Assign each variable a memory location, not necessarily in sequence.
Generate the code snippet to compute each variable from the other variables, fetching from memory and storing into memory as necessary.
Divide the topologically-sorted sequence into “basic blocks” approximating some fixed granularity, say, 256 clock cycles.
Assign each basic block a memory location for a flag that indicates whether its results are valid (up-to-date) or not.
For each basic block, emit a conditional checking to see whether its results are valid, and if not, executing the concatenated code snippets for its variables, then setting the flag to indicate that its results are indeed valid.
Peephole-optimize each basic block.
Eliminate memory allocations no longer read after peephole-optimization, unless they’re final outputs.
Concatenate the basic blocks.
So for a full computation from scratch, you clear all the validity flags, set the inputs, and jump to the beginning of the first basic block. In cases where you've changed some input, you clear some of the flags (following the transitive closure of dependency relations between the blocks) and jump to the beginning of the first one whose validity flag isn’t set there’s a granularity tradeoff where making the blocks bigger also increases the amount of redundant computation they do: you may recompute a variable that didn’t need recomputing because it was in the same basic block as one that did using larger basic blocks privileges worst-case computation time (where nothing is cached), while using smaller ones privileges best-case incremental update time.
There’s no particular reason that this honking chunk of compiled code can’t accept a base address argument off which to find its variables and validity flags, nor, for that matter, two different base addresses off which to find variables and validity flags that vary differently. And these “base addresses” can as easily be array indices. For example, you might have some set of variables that vary by day, and other variables that are global across all days. The basic blocks for the per-day variables would use the day index to index into an array of validity flags, one flag per day per basic block, as well as arrays of variable values to compute; the basic blocks for the non-per-day variables would not.

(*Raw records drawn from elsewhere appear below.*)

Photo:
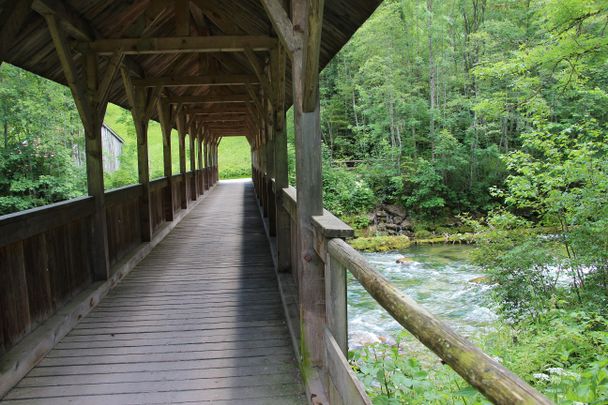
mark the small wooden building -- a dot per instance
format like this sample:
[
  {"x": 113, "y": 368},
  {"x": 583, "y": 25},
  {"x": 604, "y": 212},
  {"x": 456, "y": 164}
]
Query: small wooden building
[{"x": 111, "y": 145}]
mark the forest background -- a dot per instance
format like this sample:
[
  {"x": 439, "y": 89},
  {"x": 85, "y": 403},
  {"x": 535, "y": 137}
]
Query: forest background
[{"x": 488, "y": 116}]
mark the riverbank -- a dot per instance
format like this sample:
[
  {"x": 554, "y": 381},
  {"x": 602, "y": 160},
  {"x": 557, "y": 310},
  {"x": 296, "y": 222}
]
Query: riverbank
[{"x": 400, "y": 242}]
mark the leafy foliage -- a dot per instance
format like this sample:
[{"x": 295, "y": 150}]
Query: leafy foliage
[{"x": 42, "y": 140}]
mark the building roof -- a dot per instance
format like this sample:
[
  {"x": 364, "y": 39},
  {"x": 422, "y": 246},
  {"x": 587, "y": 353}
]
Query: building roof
[{"x": 100, "y": 20}]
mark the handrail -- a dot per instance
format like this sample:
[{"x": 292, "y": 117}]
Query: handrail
[
  {"x": 22, "y": 225},
  {"x": 158, "y": 183},
  {"x": 491, "y": 378},
  {"x": 121, "y": 194}
]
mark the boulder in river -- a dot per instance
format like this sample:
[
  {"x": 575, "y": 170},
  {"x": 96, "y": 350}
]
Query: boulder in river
[{"x": 480, "y": 280}]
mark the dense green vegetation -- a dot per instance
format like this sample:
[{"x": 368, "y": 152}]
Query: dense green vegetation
[
  {"x": 42, "y": 140},
  {"x": 428, "y": 98},
  {"x": 234, "y": 158},
  {"x": 491, "y": 115}
]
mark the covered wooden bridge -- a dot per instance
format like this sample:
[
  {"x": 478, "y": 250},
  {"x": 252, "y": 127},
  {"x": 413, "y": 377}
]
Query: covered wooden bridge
[{"x": 183, "y": 290}]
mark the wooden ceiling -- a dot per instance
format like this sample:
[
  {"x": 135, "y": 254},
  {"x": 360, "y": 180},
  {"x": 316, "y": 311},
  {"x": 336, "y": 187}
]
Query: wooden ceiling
[{"x": 202, "y": 52}]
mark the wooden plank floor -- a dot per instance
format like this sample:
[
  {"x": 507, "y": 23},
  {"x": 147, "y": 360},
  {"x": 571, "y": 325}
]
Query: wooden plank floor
[{"x": 198, "y": 321}]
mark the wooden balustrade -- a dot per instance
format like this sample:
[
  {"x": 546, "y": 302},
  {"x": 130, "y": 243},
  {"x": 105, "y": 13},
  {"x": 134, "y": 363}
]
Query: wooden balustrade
[
  {"x": 492, "y": 379},
  {"x": 123, "y": 221},
  {"x": 45, "y": 252},
  {"x": 44, "y": 261},
  {"x": 178, "y": 184},
  {"x": 158, "y": 202}
]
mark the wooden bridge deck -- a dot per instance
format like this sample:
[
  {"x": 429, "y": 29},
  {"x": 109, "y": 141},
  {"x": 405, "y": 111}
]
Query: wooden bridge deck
[{"x": 199, "y": 320}]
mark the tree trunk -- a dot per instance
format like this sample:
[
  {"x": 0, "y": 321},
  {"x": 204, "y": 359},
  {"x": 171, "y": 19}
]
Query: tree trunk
[{"x": 432, "y": 84}]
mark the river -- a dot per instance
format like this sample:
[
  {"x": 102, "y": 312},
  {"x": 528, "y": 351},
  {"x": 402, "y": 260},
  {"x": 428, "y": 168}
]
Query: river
[{"x": 438, "y": 277}]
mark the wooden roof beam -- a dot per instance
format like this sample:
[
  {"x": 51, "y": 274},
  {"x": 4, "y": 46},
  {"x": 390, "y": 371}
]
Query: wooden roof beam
[
  {"x": 210, "y": 80},
  {"x": 140, "y": 46},
  {"x": 260, "y": 73},
  {"x": 73, "y": 23},
  {"x": 11, "y": 22},
  {"x": 210, "y": 99},
  {"x": 282, "y": 25},
  {"x": 310, "y": 85}
]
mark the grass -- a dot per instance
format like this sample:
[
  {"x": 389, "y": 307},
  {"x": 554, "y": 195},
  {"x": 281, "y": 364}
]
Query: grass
[
  {"x": 234, "y": 152},
  {"x": 234, "y": 158}
]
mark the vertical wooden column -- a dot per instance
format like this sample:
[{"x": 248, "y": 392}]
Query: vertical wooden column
[
  {"x": 200, "y": 164},
  {"x": 181, "y": 130},
  {"x": 309, "y": 188},
  {"x": 270, "y": 168},
  {"x": 336, "y": 313},
  {"x": 281, "y": 167},
  {"x": 138, "y": 98},
  {"x": 193, "y": 182},
  {"x": 216, "y": 161},
  {"x": 90, "y": 96},
  {"x": 206, "y": 162},
  {"x": 164, "y": 116}
]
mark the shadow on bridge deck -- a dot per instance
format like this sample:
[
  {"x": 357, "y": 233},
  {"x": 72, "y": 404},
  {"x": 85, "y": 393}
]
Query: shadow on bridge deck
[{"x": 198, "y": 320}]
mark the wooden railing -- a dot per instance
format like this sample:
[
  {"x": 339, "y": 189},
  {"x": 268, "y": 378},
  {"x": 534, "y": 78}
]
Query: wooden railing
[
  {"x": 45, "y": 252},
  {"x": 492, "y": 379},
  {"x": 44, "y": 261},
  {"x": 123, "y": 220}
]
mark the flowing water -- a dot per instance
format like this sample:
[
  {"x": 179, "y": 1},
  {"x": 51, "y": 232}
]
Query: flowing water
[{"x": 437, "y": 277}]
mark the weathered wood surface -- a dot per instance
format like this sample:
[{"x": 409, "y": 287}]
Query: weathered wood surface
[
  {"x": 198, "y": 320},
  {"x": 43, "y": 269},
  {"x": 491, "y": 378}
]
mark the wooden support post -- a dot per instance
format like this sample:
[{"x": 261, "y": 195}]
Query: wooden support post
[
  {"x": 216, "y": 160},
  {"x": 310, "y": 201},
  {"x": 181, "y": 130},
  {"x": 335, "y": 310},
  {"x": 281, "y": 167},
  {"x": 200, "y": 164},
  {"x": 270, "y": 169},
  {"x": 138, "y": 98},
  {"x": 91, "y": 110},
  {"x": 164, "y": 117},
  {"x": 206, "y": 162},
  {"x": 193, "y": 182}
]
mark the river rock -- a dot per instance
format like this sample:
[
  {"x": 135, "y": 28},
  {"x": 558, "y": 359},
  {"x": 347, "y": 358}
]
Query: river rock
[
  {"x": 395, "y": 210},
  {"x": 480, "y": 280}
]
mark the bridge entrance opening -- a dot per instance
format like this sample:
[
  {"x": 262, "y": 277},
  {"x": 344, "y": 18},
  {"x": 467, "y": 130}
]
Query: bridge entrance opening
[{"x": 234, "y": 158}]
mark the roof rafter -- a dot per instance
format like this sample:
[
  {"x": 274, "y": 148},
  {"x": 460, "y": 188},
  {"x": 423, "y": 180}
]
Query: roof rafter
[
  {"x": 208, "y": 80},
  {"x": 141, "y": 46}
]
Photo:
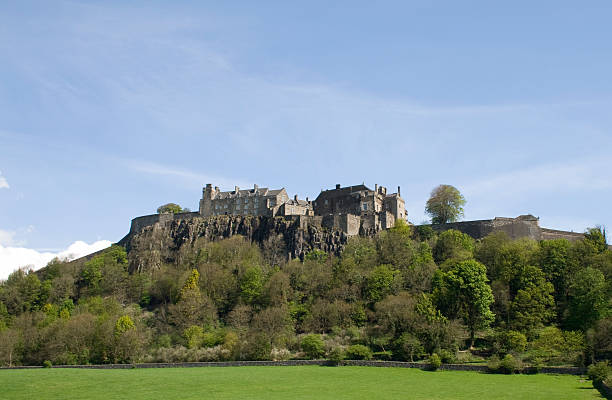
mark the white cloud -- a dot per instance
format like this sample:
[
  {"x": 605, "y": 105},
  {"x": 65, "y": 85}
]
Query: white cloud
[
  {"x": 7, "y": 238},
  {"x": 551, "y": 178},
  {"x": 3, "y": 182},
  {"x": 13, "y": 258}
]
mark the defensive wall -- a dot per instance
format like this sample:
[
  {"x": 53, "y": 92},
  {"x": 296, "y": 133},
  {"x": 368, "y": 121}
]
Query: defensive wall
[
  {"x": 520, "y": 227},
  {"x": 346, "y": 225}
]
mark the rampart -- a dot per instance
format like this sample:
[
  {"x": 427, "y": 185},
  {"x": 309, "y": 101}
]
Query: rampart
[{"x": 520, "y": 227}]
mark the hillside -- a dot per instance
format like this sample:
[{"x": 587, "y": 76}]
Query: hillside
[{"x": 224, "y": 289}]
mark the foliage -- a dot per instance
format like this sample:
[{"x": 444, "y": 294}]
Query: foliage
[
  {"x": 434, "y": 362},
  {"x": 463, "y": 291},
  {"x": 453, "y": 245},
  {"x": 194, "y": 336},
  {"x": 358, "y": 352},
  {"x": 445, "y": 204},
  {"x": 401, "y": 294},
  {"x": 599, "y": 372},
  {"x": 313, "y": 346}
]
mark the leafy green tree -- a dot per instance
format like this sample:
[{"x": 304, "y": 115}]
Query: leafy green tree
[
  {"x": 171, "y": 208},
  {"x": 588, "y": 300},
  {"x": 445, "y": 204},
  {"x": 453, "y": 245},
  {"x": 463, "y": 291},
  {"x": 194, "y": 336},
  {"x": 251, "y": 285},
  {"x": 407, "y": 347},
  {"x": 123, "y": 324},
  {"x": 313, "y": 346},
  {"x": 358, "y": 352},
  {"x": 533, "y": 305},
  {"x": 193, "y": 307},
  {"x": 381, "y": 282}
]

In the simplest case, the per-day variables are all computed from the non-per-day variables and not vice versa, but once reductions, quantifiers, and indexing are involved, the picture gets more complicated: you might have non-per-day variables computed from some of the per-day variables, more per-day variables computed from those, and so on. This affects how you can bundle them into basic blocks efficiently.
(Is Datalog-style stratified inference applicable to this problem?)
Suppose you populate memory with some indepdendent-variable values and run a hunk of machine code in some kind of valgrind-like monitoring mode that monitors what memory locations it reads and writes. After it completes, you can check to see which of your input values it read; you can then infer that the locations that it wrote depend at least on the independent variables that it read. For example, if it read x and y but not z, and wrote a and b, you can conclude that a and b are dependent on x and y, but maybe not z.
If you have a set of possibilities in mind for x and y, you can write each of the possibilities into the x and y memory locations and rerun the code, thus deriving a and b values for each (x, y) pair. At some point you may or may not observe a dependency on z as well; if so, you might have to try all the z values as well.
You may be able to provide x, y, z, a, and b as closures rather than memory locations, in which case efficiently noting that they are being accessed, without slowing down the rest of the computation, becomes easy. This is the approach taken by, for example, Meteor and Adapton. Moreover, depending on the degree to which local memory writes can be controlled, you may be able to use such thunks to save backtracking state — if x is consulted some time before y, it may be worthwhile to just roll back the computation to the first consultation of y to try different y values.